Daniel Henninger editorializes in The Wall Street Journal, “So it looks like we’ve all been sentenced to spending at least two more years in budget hell with Barack Obama. Under the rules of budget hell set the past four years by the prince of Pennsylvania Avenue, you’re not allowed to do anything real about federal spending. You can only fight over federal spending. Forever. … All hope is not lost. Amid the sequester smackdown with the White House, Republicans did something off-script: They called the Obama bluff. They let the sequester’s spending cuts occur, and the apocalypse didn’t descend. The only thing that cracked was the president’s approval rating. The sequester’s big discovery was that spending reduction isn’t a political third rail. But if the winds are starting to shift, Republicans are going to need all the help they can get to convince the American people that more cuts in spending will preserve and protect their economy.”
“Reopen The White House Doors To Tourists”
The Washington Post editorializes, “The decision to drop White House tours always had a whiff of what’s known as Washington Monument syndrome. The ham-handed tactic is employed when government is faced with budget cuts and officials go after the services that are most visible and appreciated by the public. It’s a kind of bureaucratic hostage-taking, so the pushback that the Obama administration has encountered is a proper comeuppance. The popular tours have been suspended indefinitely as part of the response to the so-called sequester that went into effect March 1, mandating across-the-board spending cuts of $85 billion. … Disappointed tourists took to Facebook and the airwaves to register their displeasure, while congressional Republicans and conservative commentators pounced. They suggested the move was an attempt to dramatize the effects of the sequester and to put pressure on GOP lawmakers, whose congressional offices incidentally field constituent requests for the free tour tickets. Administration officials, The Post’s David Nakamura reported, said the decision was made by the Secret Service, which estimated that ending the tours would save $74,000 in weekly overtime costs. Why overtime is needed for the self-guided tours that are plotted out with plenty of advance notice is anybody’s guess. But even accepting the explanation by a Secret Service spokesman that the decision involved a broader reassignment of officers to minimize furloughs, is the $2 million that’s estimated to be saved through September really worth the price of shutting Americans out of 1600 Pennsylvania Ave.?”

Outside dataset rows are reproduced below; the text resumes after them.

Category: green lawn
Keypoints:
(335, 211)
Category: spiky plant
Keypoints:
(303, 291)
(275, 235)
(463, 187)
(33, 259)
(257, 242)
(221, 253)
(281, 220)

Poll: Dissatisfaction with Government Biggest Problem, Followed by Economy
POLITICO reports, “More Americans cite dissatisfaction with government as the biggest problem facing the country than at any other time since the months leading up to the Watergate scandal, a new poll finds. Twenty percent of those surveyed call dissatisfaction with government the country’s biggest problem, according to a Gallup survey on Thursday – up from 16 percent the month before. … The issue of dissatisfaction is named second only to ‘the economy in general,’ which was cited by 24 percent of those surveyed as the biggest challenge facing the nation.”
Budget Compromise in Doubt
According to The New York Times, “President Obama’s meeting with a restive and resistant House Republican majority on Wednesday underscored their deep divisions over fiscal policy as both sides acknowledged that an overarching budget compromise was in doubt despite a new push by the White House. One day after Republicans rolled out a detailed proposal aimed at eliminating the federal deficit through steep cuts and repealing many of the president’s accomplishments, Mr. Obama told them pointedly in a rare visit that their highest fiscal priority was not his. ‘Our biggest problems in the next 10 years are not deficits,’ the president said, according to accounts from the meeting, bluntly rejecting an idea that has become Republican fiscal dogma.”